Fitch downgraded the ratings of Brazilian carrier Oi and parent company Portugal Telecom to junk after Rioforte Investments did not repay a short-term debt owed to Portugal Telecom that matured on Tuesday.

Oi and Portugal Telecom long-term debt ratings were cut to BB+ from BBB-, the agency said on Wednesday.

Fitch also lowered the domestic credit rating of Oi on the Brazilian market to AA from AA+.

Rioforte is a unit of Portuguese conglomerate Espírito Santo Group (GES), holds around 10% of Portugal Telecom and is currently financially troubled. Portugal Telecom has a 2% stake in GES.

A few weeks ago it emerged that Portugal Telecom had acquired nearly 900mn euros (US$1.22bn) in commercial paper from Rioforte in two deals, calling it a treasury transaction.

The news prompted an internal crisis at Portugal Telecom, causing board resignations, regulatory probes and clarification requests from Oi and its shareholder BNDES. As feared by the market, Rio Forte failed to repay the first debt on Tuesday, entering into "technical default."

The day after, Oi announced it had revised the terms of its planned merger with Portugal Telecom.

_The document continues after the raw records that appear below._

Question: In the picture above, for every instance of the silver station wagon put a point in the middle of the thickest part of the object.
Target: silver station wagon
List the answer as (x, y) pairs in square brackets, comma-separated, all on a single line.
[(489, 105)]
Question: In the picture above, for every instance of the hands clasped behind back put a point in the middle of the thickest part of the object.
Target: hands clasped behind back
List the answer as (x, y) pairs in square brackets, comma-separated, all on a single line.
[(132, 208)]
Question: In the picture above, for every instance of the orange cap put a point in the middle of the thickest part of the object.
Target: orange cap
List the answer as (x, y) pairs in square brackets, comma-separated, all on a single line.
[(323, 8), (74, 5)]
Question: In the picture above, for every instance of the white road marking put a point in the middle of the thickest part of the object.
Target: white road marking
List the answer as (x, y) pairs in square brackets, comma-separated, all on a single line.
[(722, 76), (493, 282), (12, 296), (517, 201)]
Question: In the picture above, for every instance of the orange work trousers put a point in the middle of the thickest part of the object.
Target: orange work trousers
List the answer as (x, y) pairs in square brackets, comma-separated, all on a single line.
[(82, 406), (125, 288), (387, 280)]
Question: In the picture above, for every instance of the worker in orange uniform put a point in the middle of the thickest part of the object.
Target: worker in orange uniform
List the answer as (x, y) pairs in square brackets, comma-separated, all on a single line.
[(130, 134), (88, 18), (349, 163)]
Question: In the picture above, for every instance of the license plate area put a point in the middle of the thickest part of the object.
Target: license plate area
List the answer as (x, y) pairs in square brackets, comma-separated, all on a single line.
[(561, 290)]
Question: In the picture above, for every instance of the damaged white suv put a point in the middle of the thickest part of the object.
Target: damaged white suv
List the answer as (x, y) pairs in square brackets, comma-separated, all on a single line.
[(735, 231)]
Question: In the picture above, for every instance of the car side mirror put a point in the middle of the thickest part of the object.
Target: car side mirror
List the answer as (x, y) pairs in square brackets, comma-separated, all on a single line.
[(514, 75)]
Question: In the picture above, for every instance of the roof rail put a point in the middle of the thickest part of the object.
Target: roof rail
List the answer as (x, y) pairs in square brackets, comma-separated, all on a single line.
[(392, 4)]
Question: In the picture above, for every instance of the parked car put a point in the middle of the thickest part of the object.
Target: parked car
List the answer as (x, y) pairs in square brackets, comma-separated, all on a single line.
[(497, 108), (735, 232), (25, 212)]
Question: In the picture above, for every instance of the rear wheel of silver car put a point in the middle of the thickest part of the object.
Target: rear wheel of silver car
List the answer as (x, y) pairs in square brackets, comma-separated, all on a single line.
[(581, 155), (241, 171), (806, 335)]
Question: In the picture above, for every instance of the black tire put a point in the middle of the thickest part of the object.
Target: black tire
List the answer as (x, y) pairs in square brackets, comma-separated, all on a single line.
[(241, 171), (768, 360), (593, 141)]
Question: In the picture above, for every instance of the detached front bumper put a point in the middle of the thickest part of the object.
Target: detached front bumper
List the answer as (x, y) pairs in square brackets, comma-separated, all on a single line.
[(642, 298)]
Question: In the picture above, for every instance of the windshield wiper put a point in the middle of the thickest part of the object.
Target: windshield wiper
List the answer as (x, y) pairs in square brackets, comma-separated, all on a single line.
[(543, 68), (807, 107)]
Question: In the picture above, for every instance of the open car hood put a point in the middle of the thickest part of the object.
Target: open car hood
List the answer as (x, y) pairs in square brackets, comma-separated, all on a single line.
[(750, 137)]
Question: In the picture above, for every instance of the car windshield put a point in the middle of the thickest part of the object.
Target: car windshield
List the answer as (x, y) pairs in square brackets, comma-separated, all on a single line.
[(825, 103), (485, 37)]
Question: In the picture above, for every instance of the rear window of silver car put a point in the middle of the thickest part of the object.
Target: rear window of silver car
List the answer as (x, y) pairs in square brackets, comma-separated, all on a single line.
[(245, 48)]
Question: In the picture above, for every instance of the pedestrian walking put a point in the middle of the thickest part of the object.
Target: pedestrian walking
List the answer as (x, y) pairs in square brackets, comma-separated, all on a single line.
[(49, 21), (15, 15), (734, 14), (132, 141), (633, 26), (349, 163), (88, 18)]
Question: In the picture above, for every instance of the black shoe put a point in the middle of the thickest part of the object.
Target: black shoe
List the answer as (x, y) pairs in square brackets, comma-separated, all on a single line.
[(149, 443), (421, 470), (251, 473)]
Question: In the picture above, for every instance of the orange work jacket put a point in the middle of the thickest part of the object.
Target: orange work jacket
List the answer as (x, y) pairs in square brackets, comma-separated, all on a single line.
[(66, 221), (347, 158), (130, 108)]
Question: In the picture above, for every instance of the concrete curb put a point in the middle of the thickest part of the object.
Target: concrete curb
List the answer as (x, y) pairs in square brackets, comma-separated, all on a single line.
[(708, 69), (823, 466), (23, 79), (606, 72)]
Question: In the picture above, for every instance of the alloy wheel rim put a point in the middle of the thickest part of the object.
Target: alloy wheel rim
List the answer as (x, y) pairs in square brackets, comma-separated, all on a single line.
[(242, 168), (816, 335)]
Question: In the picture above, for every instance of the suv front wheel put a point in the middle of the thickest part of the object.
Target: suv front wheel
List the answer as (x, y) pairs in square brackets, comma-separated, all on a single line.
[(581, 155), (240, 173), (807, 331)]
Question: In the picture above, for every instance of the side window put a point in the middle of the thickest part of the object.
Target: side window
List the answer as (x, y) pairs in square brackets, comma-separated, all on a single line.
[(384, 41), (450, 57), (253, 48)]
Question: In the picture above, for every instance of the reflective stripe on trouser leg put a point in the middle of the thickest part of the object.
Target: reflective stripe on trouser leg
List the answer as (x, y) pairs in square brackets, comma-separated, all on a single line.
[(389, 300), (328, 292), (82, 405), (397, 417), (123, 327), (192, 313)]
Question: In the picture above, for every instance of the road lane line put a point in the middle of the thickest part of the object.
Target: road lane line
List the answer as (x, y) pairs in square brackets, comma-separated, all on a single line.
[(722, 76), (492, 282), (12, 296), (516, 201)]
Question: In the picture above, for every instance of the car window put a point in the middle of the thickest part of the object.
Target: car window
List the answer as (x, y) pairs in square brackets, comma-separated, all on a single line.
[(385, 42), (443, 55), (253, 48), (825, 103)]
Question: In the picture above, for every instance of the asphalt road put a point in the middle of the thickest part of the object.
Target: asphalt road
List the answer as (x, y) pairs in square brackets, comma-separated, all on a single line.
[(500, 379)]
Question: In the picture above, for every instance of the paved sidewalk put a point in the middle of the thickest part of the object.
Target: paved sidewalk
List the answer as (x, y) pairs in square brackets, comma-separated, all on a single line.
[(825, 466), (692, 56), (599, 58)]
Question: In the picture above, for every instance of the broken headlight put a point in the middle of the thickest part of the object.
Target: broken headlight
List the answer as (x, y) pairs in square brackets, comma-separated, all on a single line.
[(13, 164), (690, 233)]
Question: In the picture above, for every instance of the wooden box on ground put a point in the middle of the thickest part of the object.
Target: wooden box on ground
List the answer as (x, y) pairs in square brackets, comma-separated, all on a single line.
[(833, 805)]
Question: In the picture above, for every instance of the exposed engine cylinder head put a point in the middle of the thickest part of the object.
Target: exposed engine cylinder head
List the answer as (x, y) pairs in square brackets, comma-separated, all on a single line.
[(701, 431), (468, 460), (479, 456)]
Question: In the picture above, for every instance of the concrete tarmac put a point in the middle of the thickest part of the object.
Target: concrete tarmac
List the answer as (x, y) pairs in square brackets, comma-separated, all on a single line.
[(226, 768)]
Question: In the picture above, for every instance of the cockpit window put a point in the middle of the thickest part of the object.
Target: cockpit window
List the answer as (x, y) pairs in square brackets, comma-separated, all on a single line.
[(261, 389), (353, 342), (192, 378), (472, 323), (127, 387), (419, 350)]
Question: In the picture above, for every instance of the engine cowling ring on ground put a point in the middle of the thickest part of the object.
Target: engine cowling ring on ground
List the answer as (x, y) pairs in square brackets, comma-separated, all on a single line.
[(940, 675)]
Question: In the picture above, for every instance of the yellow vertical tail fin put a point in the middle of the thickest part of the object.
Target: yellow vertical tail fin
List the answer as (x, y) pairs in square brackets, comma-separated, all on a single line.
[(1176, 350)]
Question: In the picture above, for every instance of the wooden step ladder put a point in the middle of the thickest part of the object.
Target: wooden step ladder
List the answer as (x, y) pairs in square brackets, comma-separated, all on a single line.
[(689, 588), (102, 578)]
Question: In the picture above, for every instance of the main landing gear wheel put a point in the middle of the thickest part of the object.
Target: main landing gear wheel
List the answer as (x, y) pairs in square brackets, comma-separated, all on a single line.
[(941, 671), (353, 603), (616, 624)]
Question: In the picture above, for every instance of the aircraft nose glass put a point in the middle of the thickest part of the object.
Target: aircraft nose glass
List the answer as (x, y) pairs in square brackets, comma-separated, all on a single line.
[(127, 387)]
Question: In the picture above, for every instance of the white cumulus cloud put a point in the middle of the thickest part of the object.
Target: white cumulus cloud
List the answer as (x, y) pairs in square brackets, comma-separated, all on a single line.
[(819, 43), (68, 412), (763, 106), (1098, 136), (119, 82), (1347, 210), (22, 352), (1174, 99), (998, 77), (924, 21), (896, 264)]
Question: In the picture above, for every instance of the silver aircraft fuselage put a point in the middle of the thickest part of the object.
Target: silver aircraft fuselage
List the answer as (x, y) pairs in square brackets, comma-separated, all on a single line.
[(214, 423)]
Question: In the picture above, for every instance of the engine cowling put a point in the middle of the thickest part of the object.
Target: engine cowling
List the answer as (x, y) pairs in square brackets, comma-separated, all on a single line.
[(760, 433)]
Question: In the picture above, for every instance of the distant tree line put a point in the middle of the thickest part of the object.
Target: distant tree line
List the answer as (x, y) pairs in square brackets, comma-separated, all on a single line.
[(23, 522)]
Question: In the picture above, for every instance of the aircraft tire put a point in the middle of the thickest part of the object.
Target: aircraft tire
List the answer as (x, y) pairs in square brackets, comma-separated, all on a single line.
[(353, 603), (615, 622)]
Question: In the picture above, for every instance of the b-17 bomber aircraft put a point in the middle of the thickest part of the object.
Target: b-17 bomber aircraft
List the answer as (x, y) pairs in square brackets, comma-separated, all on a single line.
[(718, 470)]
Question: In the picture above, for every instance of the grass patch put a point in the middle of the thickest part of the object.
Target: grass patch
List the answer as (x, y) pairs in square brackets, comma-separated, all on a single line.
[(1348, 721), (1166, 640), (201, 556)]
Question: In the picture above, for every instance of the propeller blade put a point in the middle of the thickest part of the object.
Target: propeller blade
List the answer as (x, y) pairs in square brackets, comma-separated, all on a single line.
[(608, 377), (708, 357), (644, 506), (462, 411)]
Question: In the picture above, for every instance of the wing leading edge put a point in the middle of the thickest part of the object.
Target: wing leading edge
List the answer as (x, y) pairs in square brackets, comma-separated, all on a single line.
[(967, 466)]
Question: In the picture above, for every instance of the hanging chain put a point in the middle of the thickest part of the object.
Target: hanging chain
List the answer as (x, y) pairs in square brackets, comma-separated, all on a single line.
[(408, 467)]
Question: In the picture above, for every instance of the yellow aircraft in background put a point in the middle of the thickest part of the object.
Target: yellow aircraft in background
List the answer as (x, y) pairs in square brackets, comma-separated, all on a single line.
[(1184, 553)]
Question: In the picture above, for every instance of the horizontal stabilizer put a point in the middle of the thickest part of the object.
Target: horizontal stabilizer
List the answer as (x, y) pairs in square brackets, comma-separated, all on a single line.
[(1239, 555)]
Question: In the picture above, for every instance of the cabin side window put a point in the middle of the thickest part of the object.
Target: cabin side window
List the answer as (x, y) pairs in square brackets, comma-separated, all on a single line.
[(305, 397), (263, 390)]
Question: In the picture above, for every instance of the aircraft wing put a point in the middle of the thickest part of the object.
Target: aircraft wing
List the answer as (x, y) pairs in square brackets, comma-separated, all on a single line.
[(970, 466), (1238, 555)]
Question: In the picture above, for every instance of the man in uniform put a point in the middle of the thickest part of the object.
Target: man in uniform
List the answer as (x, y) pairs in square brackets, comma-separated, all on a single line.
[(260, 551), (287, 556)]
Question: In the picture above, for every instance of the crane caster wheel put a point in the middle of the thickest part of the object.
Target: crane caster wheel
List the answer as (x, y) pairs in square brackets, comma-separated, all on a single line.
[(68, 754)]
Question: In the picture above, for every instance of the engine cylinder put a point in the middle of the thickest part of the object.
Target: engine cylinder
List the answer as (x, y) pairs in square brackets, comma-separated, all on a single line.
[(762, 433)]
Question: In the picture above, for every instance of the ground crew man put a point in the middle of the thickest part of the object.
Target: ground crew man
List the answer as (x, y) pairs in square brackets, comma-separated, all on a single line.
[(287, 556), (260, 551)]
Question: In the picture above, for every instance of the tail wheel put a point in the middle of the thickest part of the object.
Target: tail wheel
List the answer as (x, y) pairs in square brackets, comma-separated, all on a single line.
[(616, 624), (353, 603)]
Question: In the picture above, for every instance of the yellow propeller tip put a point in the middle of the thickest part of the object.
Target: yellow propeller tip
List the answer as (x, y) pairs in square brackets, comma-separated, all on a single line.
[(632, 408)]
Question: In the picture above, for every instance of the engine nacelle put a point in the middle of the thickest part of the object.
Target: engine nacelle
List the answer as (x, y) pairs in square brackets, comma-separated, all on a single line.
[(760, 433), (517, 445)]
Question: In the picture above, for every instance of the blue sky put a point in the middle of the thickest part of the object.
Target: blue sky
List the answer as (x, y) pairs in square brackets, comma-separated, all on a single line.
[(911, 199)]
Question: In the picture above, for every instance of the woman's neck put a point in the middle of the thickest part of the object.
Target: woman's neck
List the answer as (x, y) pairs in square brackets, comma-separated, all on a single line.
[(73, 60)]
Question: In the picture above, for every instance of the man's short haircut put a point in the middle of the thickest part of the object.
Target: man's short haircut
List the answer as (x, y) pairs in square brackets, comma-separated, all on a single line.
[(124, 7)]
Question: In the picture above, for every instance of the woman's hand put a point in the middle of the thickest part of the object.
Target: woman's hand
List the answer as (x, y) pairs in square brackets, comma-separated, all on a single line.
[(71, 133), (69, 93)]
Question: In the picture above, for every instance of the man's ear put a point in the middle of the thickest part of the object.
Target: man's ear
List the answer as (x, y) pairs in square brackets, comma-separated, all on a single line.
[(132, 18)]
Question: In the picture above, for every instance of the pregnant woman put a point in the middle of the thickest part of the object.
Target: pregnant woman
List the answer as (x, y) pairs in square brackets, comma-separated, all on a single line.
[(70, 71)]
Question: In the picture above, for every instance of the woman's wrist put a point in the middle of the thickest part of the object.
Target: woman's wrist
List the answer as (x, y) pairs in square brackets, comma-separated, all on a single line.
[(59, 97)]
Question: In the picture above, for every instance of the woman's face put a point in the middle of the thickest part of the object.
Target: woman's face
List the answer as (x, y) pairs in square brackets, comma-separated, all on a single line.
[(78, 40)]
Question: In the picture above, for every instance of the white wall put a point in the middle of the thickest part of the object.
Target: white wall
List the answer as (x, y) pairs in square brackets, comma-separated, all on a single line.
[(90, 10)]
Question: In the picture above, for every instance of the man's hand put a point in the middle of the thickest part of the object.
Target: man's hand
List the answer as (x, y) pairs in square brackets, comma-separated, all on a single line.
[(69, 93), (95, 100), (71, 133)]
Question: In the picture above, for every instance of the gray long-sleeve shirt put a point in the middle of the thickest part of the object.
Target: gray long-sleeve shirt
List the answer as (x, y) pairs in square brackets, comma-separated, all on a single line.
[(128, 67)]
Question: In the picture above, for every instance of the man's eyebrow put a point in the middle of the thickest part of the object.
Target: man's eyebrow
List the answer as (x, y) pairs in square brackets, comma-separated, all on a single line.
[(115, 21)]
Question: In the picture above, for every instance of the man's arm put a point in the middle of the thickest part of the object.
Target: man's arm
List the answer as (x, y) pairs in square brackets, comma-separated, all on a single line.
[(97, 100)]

Now, the Portuguese will have their stake in CorpCo, the company to be formed after the merger is completed, reduced to 25.6% from 39.6%.

Oi also said that the debt that matured on Tuesday, as well as a second paper worth 50mn euros that matured on Thursday, have a "cure" period of seven days to be paid before they go into default

First reactions following Oi's announcement indicated that the market had received the new Oi-Portugal Telecom merger terms well, with shares recovering from sequential dips.

Fitch did not see it that way, though.

"Based on the assumption that Oi will not recover any cash from the defaulted Rioforte commercial paper, net leverage for the merged entity will increase a modest 0.2x-0.3x," the agency said.

"While the increase in net leverage is not alone sufficient to warrant a ratings downgrade, Portugal Telecom's decision to invest a significant amount of cash, close to 40% of its total cash and equivalents at end-2013, into the debt security of a 10% shareholder raises several concerns, and may indicate a higher risk tolerance for its investments, and a more aggressive management strategy that are not in line with an investment grade category risk profile."

Fitch stressed it was confident that the merger would proceed based on the new terms announced by the companies.